Ecclesiastical Jurisdiction Act 1531
- Parliament of England
- Long title: An Act that no personne shalbe cited oute of the Diocese where he or she dwelleth excepte in certayne cases.
- Citation: 23 Hen. 8. c. 9
- Territorial extent: England and Wales

Dates
- Royal assent: 14 May 1532
- Commencement: 15 January 1532
- Repealed: 1 March 1965

Other legislation
- Amended by: Statute Law Revision Act 1888; Supreme Court of Judicature (Consolidation) Act 1925; Statute Law Revision Act 1948;
- Repealed by: Ecclesiastical Jurisdiction Measure 1963
- Relates to: Church Discipline Act 1840;

Status: Repealed

Text of statute as originally enacted

= Ecclesiastical Jurisdiction Act 1531 =

Act of the Parliament of England

The Ecclesiastical Jurisdiction Act 1531 (23 Hen. 8. c. 9) was an act of the Parliament of England.

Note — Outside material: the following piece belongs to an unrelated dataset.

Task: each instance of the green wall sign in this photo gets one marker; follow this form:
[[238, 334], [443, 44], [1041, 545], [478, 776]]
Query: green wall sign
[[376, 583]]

== Subsequent developments ==
The words "by accion of dette or accion upon the case", the words from "by originall writte of dette" to "shalbe admitted" where first occurring, and the words from "in whiche accion" where last occurring in section 1 of the act to the end of the section were repealed by section 1 of, and schedule 1 to, the Statute Law Revision Act 1948 (11 & 12 Geo. 6. c. 62)..

Section 4 of the act was repealed by section 1 of, and schedule 1 to, the Statute Law Revision Act 1948 (11 & 12 Geo. 6. c. 62)..

The whole act was repealed by section 87 of, and the fifth schedule to, the Ecclesiastical Jurisdiction Measure 1963 (No. 1), which came into force on 1 March 1965.